3.3. pH Response of Polymeric Micelles

The pH-responsive function of polymeric micelles was investigated by means of DLS and TEM. Figure 4 showed the particle sizes (Dh) of polymeric micelles under varying pH conditions (pH 7.4, 6.4 and 5.0) after 12h incubation, and the Figure S8 (Supplementary Materials) presented the corresponding particle size distribution. At pH 7.4, the Dh of L-PLGA-D-P and S-PLGA-D-P were 99.6 nm and 83.6 nm, respectively, which remarkably grew to be 189.9 nm and 193.6 nm with the reduction of pH values from 7.4 to 5.0. This pronounced phenomenon could be attributed to the conversion of PDEAEMA from hydrophobicity to hydrophilicity at a varying pH value. Under neutral condition, PDEAEMA segment was relatively hydrophobic leading to the compact polymeric micelles. Under the acidic condition, however, the pendant tertiary amine groups in PDEAEMA were protonated and become to be hydrophilic, leading to the loose and turgid polymeric micelles [38]. Moreover, the pH-responsive function of polymeric micelles was further supported by TEM observation. From Figure 5a,b, it could be observed that the polymeric micelles showed spherical morphology. At pH 5.0, the sizes of polymeric micelles became apparently larger than those observed at pH 7.4, which was in accordance with the variation trend of Dh obtained by DLS. Consequently, the results of DLS and TEM indicated that both the linear and star-shaped polymeric micelles had desired pH-responsive behavior. In addition, with the decrease of pH, the transition of pendant tertiary amine groups in PDEAEMA segment from hydrophobicity to hydrophilicity was further understood through DPD simulation. For the equilibrium states of L-PLGA-D-P and S-PLGA-D-P at neutral condition, as seen in Figure 5c, the components finally formed a large single spherical micelle which was in quite good agreement with that observed in TEM images. The hydrophobic P(LA-co-GA) and PDEAEMA segments self-assembled to form the inner core surrounded by the mPEG shell (light blue), which was consistent with the self-assembled behavior of the resultant polymers stated in Section 3.2 [33]. In contrast, at acidic condition, it could be observed that the protonated DEA groups (DEAH beads) were exposed to the surface of spherical micelle because the PDEAEMA became to be hydrophilic with the decrease of pH.
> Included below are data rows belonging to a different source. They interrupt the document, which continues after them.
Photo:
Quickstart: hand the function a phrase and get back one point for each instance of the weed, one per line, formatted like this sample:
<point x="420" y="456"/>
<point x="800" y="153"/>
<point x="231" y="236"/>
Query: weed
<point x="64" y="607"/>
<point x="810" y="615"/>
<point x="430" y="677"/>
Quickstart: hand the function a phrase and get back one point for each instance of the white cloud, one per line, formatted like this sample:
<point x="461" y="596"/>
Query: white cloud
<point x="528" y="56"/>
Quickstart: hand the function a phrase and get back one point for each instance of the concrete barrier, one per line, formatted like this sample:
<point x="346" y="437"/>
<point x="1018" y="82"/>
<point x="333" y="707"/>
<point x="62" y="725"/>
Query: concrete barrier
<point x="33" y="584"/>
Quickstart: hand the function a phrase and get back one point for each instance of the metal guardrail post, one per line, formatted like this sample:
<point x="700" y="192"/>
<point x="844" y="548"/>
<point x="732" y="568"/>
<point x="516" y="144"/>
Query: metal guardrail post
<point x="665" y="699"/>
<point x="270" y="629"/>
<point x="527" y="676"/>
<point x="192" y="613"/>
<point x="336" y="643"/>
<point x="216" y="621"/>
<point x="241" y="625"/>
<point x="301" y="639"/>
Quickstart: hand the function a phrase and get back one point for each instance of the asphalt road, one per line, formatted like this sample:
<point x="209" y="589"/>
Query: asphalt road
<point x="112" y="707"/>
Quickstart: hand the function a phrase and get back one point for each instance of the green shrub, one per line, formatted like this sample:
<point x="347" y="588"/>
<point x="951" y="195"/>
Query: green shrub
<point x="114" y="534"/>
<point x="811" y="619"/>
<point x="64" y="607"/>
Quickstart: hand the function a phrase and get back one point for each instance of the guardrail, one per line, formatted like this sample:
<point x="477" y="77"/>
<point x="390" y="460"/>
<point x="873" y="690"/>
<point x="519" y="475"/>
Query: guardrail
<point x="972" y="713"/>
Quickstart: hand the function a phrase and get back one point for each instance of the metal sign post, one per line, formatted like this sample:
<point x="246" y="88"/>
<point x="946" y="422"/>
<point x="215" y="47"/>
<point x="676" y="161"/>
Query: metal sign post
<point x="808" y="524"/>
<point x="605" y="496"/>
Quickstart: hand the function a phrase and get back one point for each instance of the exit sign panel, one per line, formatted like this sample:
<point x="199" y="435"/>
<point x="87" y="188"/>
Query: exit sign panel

3.4. Properties of DOX-Loaded Micelles

The DOX-loaded micelles were prepared by the classical dialysis protocol with the feed ratio of DOX/polymer of 20/100 mg/mg or 50/100 mg/mg. Their particle sizes were detected using DLS, while the DOX loading capacity reflected by drug loading content (LC) and encapsulation efficiency (EE) were detected using UV-Vis. From Table 2, DOX-loaded micelles displayed the larger particle sizes than their corresponding blank polymeric micelles, and the larger particle sizes were obtained with more DOX fed to the polymeric micelles. Notably, the particle sizes of DOX-loaded micelles were less than 200 nm, which was reportedly beneficial to the perfusion and accumulation of drug-loaded micelles in tumor tissues by enhanced permeation and retention (EPR) mechanism [39,40,41]. As the feed ratio of DOX/polymer increased, the LCs of DOX-loaded micelles accordingly increased, reflecting that the feed ratio of DOX/polymer had an important impact on LCs. It is noteworthy that, in particular, the LCs of DOX@S-PLGA-D-P were up to 12.4% and 22.9% with the feed ratio of DOX/polymer of 20/100 mg/mg and 50/100 mg/mg, respectively, which were comparable to that of the reported polymeric micelles (Table 2), such as 4sPCLDEAS (LC = 11.4%, DOX/polymer of 20/100 mg/mg) [42], (PCL)3-(PDEAEMA-b-PPEGMA)3 (LC = 12.8−19.6%, DOX/polymer of 50/100 mg/mg) [8]. The desired drug-loading capacity of polymeric micelles might be attributed to the bulky and rigid adamantane core as well as hydrophobic PLGA and PDEAEMA segments, which were advantageous to entrap more drugs. In our previous works [10,23,38], it was manifested that the length of hydrophobic segments played an important role in drug loading capacity of drug-loaded micelles, for instance, longer hydrophobic segments resulted in higher LCs values. Interestingly, with the nearly identical blocks ratio of polymer for one arm, the LCs of DOX@S-PLGA-D-P and DOX@L-PLGA-D-P were 22.9% and 21.6%, respectively, which demonstrated that the topological structure of star-shaped and linear polymers did not seem to be a key factor for drug loading capacity of the DOX-loaded micelles.
Maintaining the same fraction of DOX/polymer (50/100 mg/mg) as the experiment, the aggregation morphologies and cross-section views of DOX-loaded micelles obtained by DPD simulation were shown in Figure S3 (Supplementary Materials). It could be found that the formation process of DOX-loaded micelles which was finally formed a large single spherical micelle was similar to that of the blank polymeric micelles (Figure 5c). The cross-section views of DOX-loaded micelles showed that the DOX was mainly distributed in the middle layer (PDEAEMA segment) of polymeric micelles structure. This phenomenon could be attributed to the greater affinity between DOX and PDEAEMA than that between DOX and P(LA-co-GA), reflected by the lower interaction parameters of DOX and PDEAEMA (Table S1, Supplementary Materials). Furthermore, DOX was diffused to P(LA-co-GA) inner core which required to overcome the interspace resistance of the PDEAEMA middle layer [46]. Combining with the DPD equilibrium state and cross-section views of these DOX-loaded polymeric micelles, it could be found that they have the similar self-assembled behavior, thought they had different topology. Besides, the length of PDEAEMA segment for the arms of L-PLGA-D-P and S-PLGA-D-P were nearly identical, and it could be observed that the cross-section views of DOX-loaded micelles (Figure S3) displayed the nearly identical thickness of PDEAEMA middle layer in which the DOX was mainly distributed. Therefore, it could seem to support the experimental conclusion that polymeric micelles L-PLGA-D-P and S-PLGA-D-P showed the comparable DOX loading capacity.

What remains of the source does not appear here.